At baseline, demographic data, clinical history (year of diagnosis, complications, medications, frequency of self-monitoring, hospitalization and hypoglycemia in the past 3 months), smoking status, clinical examination (body mass index, waist-to-hip ratio, blood pressure), Short Form 36 Health Survey questionnaire version 2 (SF-36 v2)  and Audit of Diabetes Dependent Quality of Life (ADDQoL)  will be collected. The same data will also be collected at 12 weeks and 24 weeks. The doses of basal and prandial insulin administered during study follow-up will be recorded. Data will be collected in clinical record forms (CRFs) that are designed to be user-friendly and easy to administer by busy health professionals working in a complex clinical environment. The CRFs will be faxed from primary care centers to a central electronic database management service.

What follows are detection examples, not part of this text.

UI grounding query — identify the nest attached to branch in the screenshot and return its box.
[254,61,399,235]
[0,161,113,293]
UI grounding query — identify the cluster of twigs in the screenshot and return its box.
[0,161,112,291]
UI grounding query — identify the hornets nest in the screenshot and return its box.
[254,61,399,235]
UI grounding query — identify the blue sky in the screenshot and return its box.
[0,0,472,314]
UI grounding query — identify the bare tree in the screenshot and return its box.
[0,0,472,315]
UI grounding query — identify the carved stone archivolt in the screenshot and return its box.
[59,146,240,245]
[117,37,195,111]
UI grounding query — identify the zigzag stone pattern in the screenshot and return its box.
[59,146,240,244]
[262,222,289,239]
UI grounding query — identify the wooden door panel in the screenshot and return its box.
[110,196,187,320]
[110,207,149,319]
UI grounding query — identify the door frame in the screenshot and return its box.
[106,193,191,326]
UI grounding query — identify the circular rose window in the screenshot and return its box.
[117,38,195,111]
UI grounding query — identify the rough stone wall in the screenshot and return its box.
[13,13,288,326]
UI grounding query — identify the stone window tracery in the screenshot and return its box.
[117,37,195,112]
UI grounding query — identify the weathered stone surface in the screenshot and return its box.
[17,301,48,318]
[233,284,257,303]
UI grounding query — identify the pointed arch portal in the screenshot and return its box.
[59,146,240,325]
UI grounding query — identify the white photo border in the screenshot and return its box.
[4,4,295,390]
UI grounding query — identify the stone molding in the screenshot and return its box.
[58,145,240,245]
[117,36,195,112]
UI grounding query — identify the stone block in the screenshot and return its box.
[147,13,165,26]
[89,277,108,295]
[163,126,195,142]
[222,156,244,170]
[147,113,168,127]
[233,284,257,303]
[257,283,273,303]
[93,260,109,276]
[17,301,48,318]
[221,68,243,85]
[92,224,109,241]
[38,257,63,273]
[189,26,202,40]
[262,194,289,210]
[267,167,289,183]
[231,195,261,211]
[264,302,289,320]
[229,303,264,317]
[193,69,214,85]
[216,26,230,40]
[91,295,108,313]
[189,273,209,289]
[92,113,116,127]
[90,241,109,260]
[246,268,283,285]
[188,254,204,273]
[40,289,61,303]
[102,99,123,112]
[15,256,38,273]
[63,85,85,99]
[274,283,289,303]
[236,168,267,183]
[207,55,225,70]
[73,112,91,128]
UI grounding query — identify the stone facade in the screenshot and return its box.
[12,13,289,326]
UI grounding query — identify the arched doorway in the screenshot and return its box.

Each patient will be asked to perform fingerprick capillary blood glucose testing 2 to 4 times daily including one fasting reading before breakfast and another reading at 2 hours after a meal at various times. Patients will be advised to document these readings and any symptomatic hypoglycemic episodes in the blood glucose diary provided. The glucose meter data will be uploaded at each practice visit.
Blood collection and assays
HbA1c will be collected at baseline, 12 weeks and 24 weeks and analyzed by a DCCT aligned centralized laboratory.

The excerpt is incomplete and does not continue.